The waiter shrugged. “I figure it’s better than nothing… More coffee?”

“Yeah. Get me a dozen donuts to go, too, will you?”

“Sure.”

He made his way to the Bowery via Broome Street, then on down toward Hester. As he drew nearer, he saw that the newsstand was not yet open, and Jube nowhere in sight. Pity, he’d a feeling Walrus might have some useful information or at least some good advice on dealing with the fact that both sides in the current gang war periodically took time out to shoot at him—say, every other day. Was it sunspots? Bad breath? It was rapidly ceasing to be cost effective for the Mob to keep chasing him to recover his fee for his investigation—and Siu Ma’s people must have hit at him enough by now to have recovered a lot more face than he’d ever cost them.

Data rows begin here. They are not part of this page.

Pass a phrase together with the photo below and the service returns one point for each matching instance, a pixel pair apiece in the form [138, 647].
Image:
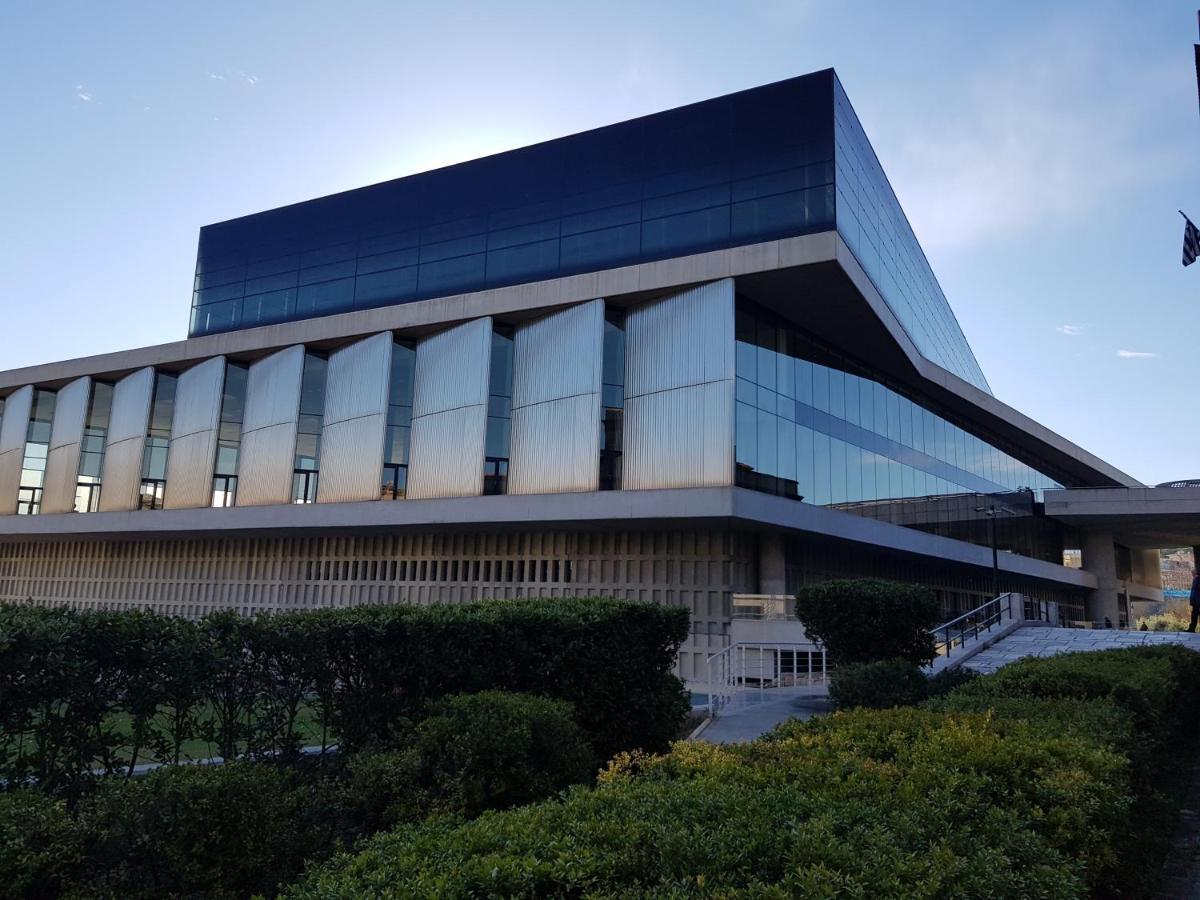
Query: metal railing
[763, 666]
[993, 615]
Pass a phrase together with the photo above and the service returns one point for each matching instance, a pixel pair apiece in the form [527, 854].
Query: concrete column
[1151, 568]
[1101, 559]
[772, 564]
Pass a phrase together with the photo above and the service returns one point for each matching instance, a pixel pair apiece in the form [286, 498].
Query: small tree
[863, 621]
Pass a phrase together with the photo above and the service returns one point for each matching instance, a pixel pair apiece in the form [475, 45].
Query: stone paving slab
[1053, 641]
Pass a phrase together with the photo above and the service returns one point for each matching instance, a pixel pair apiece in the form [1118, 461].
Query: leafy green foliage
[1011, 785]
[246, 828]
[97, 693]
[877, 685]
[865, 621]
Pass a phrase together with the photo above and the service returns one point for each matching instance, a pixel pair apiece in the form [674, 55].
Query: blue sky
[1041, 151]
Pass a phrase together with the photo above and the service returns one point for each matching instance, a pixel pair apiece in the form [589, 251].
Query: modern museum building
[685, 359]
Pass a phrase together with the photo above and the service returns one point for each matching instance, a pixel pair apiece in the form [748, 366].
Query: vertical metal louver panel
[679, 390]
[679, 438]
[355, 419]
[450, 412]
[121, 474]
[66, 439]
[195, 429]
[269, 429]
[13, 429]
[556, 402]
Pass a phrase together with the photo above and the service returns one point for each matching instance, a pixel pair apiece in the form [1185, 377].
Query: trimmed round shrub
[492, 750]
[865, 621]
[41, 851]
[877, 685]
[853, 804]
[226, 831]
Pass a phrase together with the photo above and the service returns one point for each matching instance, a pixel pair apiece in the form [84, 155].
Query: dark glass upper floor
[749, 167]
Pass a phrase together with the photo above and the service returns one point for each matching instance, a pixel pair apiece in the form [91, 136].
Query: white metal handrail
[982, 619]
[763, 665]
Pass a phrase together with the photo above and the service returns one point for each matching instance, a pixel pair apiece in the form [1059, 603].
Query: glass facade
[37, 447]
[738, 169]
[815, 425]
[233, 411]
[875, 227]
[154, 457]
[612, 400]
[91, 449]
[499, 413]
[306, 467]
[394, 485]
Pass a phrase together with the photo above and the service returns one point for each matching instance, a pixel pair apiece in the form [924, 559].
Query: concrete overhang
[813, 280]
[605, 510]
[1139, 517]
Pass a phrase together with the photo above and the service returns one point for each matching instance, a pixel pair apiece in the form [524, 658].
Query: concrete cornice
[597, 510]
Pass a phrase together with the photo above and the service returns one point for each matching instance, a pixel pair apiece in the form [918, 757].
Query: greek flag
[1191, 241]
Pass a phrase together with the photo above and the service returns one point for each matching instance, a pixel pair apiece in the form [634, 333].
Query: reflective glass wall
[499, 413]
[37, 447]
[875, 227]
[738, 169]
[306, 466]
[154, 457]
[400, 421]
[612, 400]
[233, 411]
[91, 448]
[815, 425]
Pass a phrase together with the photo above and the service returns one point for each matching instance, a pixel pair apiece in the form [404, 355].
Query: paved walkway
[1033, 641]
[749, 720]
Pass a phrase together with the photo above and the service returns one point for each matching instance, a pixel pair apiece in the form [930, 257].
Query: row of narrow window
[442, 570]
[306, 463]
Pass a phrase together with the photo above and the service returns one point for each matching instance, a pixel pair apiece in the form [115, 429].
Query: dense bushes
[891, 683]
[103, 690]
[864, 621]
[1012, 785]
[922, 804]
[246, 828]
[877, 685]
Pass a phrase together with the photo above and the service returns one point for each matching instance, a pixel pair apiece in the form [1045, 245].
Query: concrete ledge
[594, 510]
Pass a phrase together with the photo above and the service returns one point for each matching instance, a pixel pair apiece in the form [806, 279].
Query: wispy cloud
[1007, 162]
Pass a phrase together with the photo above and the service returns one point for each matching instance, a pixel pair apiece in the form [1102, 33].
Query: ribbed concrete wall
[355, 418]
[679, 381]
[66, 439]
[121, 474]
[697, 569]
[269, 429]
[13, 429]
[193, 436]
[556, 402]
[450, 412]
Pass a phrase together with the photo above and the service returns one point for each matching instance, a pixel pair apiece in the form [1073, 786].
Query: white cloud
[1027, 144]
[1135, 354]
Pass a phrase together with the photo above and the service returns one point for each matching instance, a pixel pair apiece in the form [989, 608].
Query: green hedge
[247, 828]
[84, 691]
[976, 795]
[865, 621]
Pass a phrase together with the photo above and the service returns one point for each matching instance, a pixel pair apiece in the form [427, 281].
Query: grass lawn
[306, 725]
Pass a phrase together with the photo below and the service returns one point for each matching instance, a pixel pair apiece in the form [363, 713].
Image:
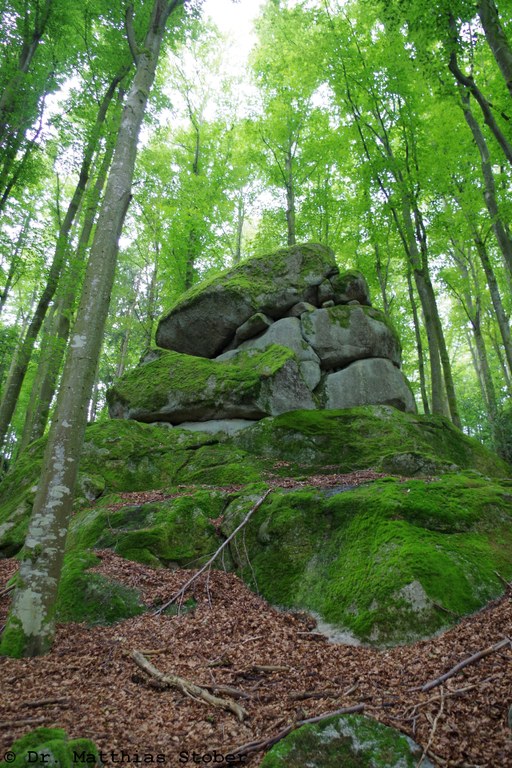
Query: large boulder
[372, 559]
[205, 320]
[341, 334]
[176, 388]
[374, 381]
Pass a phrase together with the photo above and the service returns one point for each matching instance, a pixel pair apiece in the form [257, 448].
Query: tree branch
[224, 544]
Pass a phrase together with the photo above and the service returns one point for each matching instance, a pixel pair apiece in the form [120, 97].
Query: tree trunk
[290, 198]
[419, 344]
[19, 369]
[469, 83]
[15, 260]
[50, 365]
[497, 39]
[31, 622]
[501, 317]
[13, 87]
[504, 242]
[240, 210]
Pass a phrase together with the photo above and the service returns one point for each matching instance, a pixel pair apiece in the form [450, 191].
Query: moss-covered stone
[205, 319]
[175, 532]
[350, 741]
[50, 747]
[367, 436]
[91, 597]
[390, 561]
[175, 387]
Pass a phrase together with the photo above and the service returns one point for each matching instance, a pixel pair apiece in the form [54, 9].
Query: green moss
[91, 597]
[352, 741]
[177, 531]
[147, 387]
[13, 639]
[364, 437]
[253, 277]
[382, 560]
[50, 746]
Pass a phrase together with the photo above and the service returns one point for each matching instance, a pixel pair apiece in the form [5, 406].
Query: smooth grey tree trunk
[31, 622]
[53, 350]
[498, 225]
[20, 365]
[497, 39]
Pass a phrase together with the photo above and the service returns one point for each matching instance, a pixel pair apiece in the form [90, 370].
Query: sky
[235, 19]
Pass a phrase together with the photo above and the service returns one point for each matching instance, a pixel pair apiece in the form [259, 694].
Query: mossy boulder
[376, 437]
[341, 334]
[50, 747]
[205, 319]
[175, 387]
[393, 560]
[350, 741]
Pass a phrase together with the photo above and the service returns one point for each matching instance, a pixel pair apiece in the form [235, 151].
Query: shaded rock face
[351, 741]
[330, 348]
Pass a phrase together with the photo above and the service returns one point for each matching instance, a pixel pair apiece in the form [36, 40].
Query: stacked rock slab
[276, 333]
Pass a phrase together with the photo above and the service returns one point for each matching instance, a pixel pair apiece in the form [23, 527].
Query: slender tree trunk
[419, 344]
[498, 349]
[19, 369]
[45, 384]
[501, 317]
[502, 236]
[497, 39]
[29, 47]
[31, 622]
[240, 210]
[15, 260]
[290, 198]
[469, 83]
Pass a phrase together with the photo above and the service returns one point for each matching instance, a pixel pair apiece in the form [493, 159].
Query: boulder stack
[276, 333]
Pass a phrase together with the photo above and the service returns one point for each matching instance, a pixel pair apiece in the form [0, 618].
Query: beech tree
[30, 626]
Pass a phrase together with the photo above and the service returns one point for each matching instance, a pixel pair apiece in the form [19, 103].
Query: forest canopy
[381, 130]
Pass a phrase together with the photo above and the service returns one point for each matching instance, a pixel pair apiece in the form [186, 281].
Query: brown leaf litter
[280, 670]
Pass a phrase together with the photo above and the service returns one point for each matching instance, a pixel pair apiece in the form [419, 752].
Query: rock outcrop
[273, 334]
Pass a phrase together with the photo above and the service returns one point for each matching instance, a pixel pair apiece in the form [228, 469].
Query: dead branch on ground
[186, 687]
[224, 544]
[258, 746]
[471, 660]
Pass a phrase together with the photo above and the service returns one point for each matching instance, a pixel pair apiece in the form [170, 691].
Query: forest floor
[281, 670]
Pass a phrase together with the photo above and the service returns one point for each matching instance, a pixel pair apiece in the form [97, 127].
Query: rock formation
[274, 334]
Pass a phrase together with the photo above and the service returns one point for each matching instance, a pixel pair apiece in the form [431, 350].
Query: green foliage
[350, 740]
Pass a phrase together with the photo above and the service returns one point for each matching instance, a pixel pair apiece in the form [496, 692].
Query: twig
[471, 660]
[258, 746]
[236, 693]
[26, 721]
[44, 702]
[214, 556]
[316, 695]
[433, 729]
[188, 688]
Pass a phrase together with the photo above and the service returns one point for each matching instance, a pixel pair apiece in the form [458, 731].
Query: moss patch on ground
[391, 561]
[351, 741]
[50, 747]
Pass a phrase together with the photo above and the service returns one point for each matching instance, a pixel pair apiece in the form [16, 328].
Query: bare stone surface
[374, 381]
[342, 334]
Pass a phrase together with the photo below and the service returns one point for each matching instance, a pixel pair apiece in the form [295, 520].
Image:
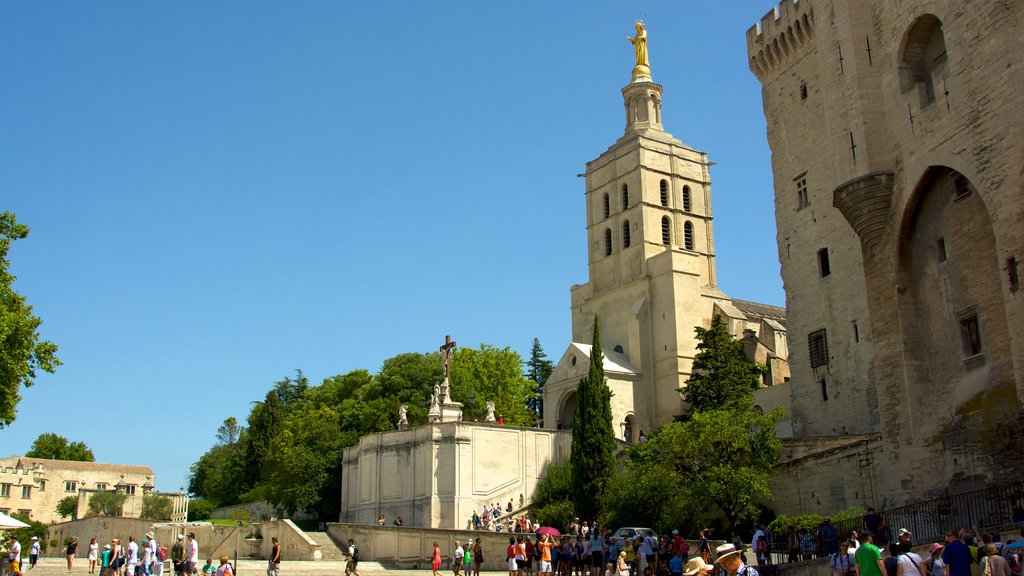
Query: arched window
[924, 55]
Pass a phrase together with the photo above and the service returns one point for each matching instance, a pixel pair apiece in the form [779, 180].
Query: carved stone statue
[402, 417]
[639, 41]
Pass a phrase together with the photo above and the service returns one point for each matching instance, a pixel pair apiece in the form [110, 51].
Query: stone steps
[329, 548]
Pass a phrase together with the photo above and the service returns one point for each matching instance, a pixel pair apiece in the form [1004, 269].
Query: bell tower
[651, 255]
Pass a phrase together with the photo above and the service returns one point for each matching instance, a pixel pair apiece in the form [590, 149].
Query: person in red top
[545, 544]
[510, 552]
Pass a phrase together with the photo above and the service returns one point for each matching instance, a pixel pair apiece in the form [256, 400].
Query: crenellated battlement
[779, 35]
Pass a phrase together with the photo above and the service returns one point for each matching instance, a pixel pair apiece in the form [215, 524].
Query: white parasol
[7, 523]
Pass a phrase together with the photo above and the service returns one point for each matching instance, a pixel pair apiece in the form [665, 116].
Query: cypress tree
[593, 457]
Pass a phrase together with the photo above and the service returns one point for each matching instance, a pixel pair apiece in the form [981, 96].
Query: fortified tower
[895, 130]
[651, 265]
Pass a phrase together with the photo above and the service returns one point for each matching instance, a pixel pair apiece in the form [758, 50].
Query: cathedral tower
[651, 266]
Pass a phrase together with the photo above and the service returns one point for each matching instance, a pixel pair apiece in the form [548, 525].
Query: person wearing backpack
[351, 567]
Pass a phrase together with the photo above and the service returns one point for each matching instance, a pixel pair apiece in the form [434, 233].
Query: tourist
[729, 559]
[909, 562]
[477, 557]
[34, 550]
[131, 560]
[14, 558]
[545, 545]
[457, 557]
[843, 563]
[993, 564]
[868, 557]
[93, 554]
[225, 568]
[104, 560]
[70, 550]
[352, 556]
[623, 567]
[192, 553]
[511, 552]
[178, 556]
[696, 567]
[956, 556]
[273, 566]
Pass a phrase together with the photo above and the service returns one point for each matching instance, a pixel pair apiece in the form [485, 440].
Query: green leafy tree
[68, 507]
[539, 369]
[553, 500]
[157, 506]
[57, 447]
[108, 503]
[593, 455]
[264, 423]
[495, 374]
[722, 375]
[304, 466]
[722, 458]
[22, 352]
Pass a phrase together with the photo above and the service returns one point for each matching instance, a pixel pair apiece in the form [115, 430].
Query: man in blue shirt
[956, 556]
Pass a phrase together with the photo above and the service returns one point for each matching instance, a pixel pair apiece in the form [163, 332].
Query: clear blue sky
[220, 193]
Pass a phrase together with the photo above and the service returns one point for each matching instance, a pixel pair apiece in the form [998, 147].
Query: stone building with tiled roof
[33, 487]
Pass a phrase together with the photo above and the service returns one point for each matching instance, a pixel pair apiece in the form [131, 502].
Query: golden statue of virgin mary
[639, 41]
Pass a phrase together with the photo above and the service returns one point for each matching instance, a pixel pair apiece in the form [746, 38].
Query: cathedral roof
[757, 310]
[613, 361]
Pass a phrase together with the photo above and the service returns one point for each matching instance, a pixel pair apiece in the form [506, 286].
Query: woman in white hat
[728, 559]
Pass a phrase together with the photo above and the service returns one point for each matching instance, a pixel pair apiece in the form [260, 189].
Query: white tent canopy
[7, 523]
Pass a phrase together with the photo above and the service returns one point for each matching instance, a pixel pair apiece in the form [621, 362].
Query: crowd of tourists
[146, 558]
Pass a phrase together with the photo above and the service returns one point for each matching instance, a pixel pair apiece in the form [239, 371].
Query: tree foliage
[157, 506]
[22, 351]
[290, 451]
[722, 377]
[593, 455]
[68, 507]
[107, 503]
[539, 369]
[56, 447]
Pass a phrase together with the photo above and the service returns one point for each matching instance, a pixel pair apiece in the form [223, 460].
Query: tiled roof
[758, 310]
[83, 466]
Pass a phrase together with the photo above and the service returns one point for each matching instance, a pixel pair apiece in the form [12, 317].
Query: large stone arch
[956, 354]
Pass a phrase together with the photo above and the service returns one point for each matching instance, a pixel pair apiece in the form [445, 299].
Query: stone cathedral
[650, 245]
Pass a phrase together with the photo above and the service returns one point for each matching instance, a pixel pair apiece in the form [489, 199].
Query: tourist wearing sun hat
[696, 567]
[729, 559]
[935, 566]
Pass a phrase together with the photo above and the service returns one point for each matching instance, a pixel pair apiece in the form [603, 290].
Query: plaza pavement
[57, 567]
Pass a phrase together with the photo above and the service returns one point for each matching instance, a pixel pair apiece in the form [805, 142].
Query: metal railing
[929, 521]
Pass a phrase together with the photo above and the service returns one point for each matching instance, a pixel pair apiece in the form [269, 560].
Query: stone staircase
[329, 548]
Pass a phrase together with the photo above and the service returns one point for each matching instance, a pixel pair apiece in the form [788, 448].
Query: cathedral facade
[650, 246]
[896, 138]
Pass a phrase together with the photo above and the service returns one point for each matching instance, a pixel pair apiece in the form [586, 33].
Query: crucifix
[446, 358]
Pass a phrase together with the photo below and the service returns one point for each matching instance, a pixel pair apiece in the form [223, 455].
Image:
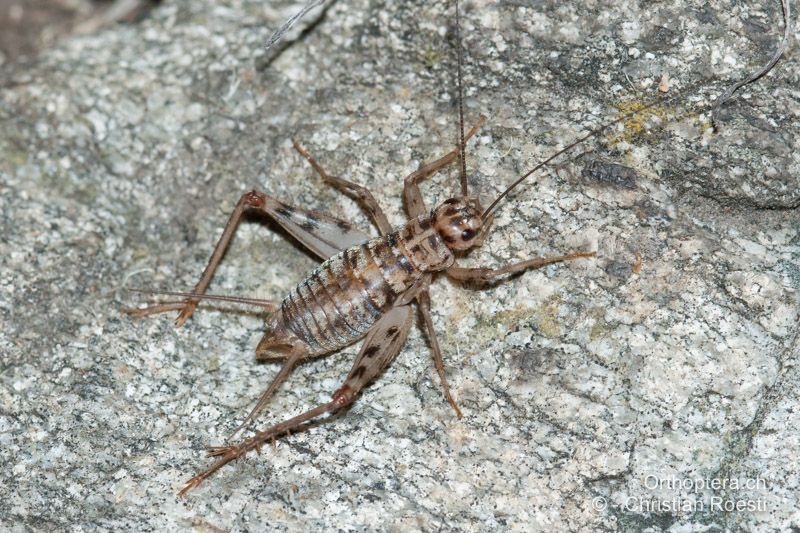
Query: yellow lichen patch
[547, 318]
[639, 120]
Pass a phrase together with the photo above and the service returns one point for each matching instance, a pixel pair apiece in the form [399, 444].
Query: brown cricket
[364, 288]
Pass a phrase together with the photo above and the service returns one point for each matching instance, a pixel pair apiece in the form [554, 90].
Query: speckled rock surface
[598, 395]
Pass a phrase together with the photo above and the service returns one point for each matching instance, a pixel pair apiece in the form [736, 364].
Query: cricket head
[458, 222]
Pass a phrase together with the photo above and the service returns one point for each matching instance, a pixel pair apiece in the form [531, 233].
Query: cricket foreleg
[359, 192]
[488, 274]
[424, 301]
[415, 204]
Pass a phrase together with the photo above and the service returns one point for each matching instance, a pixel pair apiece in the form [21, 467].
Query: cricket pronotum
[364, 288]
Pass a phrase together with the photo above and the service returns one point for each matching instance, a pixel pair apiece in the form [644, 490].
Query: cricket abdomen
[348, 293]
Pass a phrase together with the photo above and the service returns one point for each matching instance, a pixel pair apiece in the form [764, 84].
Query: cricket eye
[457, 223]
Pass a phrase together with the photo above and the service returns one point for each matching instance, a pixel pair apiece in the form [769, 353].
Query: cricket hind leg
[322, 234]
[295, 355]
[489, 274]
[359, 192]
[381, 345]
[247, 200]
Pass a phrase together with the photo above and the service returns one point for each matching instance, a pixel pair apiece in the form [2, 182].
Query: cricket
[365, 288]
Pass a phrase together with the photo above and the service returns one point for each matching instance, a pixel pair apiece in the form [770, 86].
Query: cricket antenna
[461, 141]
[592, 133]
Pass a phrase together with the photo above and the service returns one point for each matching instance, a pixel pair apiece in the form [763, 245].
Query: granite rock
[647, 389]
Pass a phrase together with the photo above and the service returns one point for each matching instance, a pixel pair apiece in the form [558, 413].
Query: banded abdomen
[347, 294]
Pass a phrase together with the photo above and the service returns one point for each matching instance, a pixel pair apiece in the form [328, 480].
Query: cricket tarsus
[216, 297]
[228, 454]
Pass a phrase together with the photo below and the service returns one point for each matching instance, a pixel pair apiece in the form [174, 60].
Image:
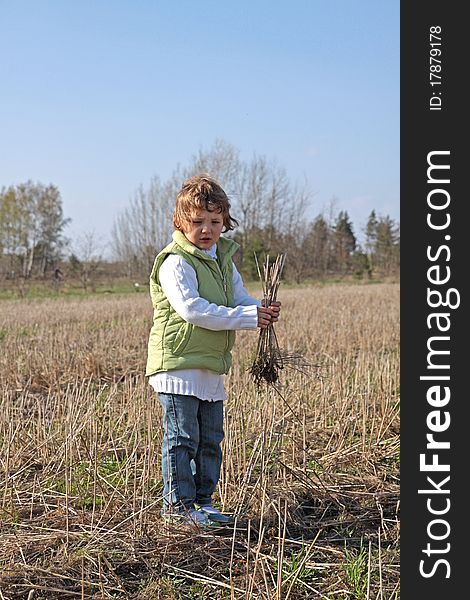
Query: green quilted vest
[173, 342]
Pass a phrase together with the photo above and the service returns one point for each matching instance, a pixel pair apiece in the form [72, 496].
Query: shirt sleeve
[179, 283]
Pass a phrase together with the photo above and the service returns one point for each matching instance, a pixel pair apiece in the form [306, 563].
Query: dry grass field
[311, 468]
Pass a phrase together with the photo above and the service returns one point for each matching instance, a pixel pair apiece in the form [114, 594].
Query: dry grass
[312, 469]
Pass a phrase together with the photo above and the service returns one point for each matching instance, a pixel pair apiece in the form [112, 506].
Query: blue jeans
[191, 452]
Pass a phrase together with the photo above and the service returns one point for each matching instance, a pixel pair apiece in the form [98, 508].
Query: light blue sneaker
[214, 515]
[191, 516]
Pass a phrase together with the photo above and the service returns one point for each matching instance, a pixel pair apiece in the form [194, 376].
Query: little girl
[199, 301]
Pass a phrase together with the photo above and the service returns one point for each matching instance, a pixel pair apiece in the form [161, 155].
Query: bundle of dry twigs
[268, 360]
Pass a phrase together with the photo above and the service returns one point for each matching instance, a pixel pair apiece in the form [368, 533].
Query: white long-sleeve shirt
[179, 283]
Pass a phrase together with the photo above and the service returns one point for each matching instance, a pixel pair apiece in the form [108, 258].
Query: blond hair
[202, 192]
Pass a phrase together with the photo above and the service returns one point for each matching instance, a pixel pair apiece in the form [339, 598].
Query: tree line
[270, 208]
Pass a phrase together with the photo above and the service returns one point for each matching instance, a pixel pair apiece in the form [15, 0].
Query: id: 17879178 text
[435, 67]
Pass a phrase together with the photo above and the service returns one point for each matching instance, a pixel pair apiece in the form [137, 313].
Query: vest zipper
[227, 332]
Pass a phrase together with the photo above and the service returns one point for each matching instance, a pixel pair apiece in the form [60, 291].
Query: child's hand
[264, 317]
[268, 315]
[275, 308]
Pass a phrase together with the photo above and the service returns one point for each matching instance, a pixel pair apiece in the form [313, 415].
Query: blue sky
[100, 96]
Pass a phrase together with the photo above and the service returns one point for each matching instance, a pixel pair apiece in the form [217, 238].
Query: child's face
[204, 228]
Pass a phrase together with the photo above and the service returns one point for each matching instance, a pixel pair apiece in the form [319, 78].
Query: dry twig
[269, 359]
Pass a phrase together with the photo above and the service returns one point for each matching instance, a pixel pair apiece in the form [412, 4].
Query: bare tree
[86, 259]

Munching a donut, he passed on, heading for his Eldridge apartment. Later. No rush. He could talk to Jube by and by. Right now it would be restful to lean back in the big easy chair, his feet up on the ottoman, and close his eyes for a few minutes…

“Shit!” he observed, tossing half a donut down the stairwell to a vacant basement flat as he turned the corner onto his block. Was it getting to be that time already?

Then he continued to turn with that rapid fluidity of movement that had come with the territory this time around, following the donut down into darkness where the asthmatic snuffling of some ancient dog would have been distracting but for the fact that he was viewing, even as he descended, a classical stakeout up the street near his pad.

“Son-of-a-bitch!” he added, just his head above ground level now, outline broken by a length of upright piping that supported the side railing.

One man sat in a parked car up past the building, in view of its front entrance. Another sat on a stoop, filing his nails, in command of an angled view of the rear of the building from across the side alley.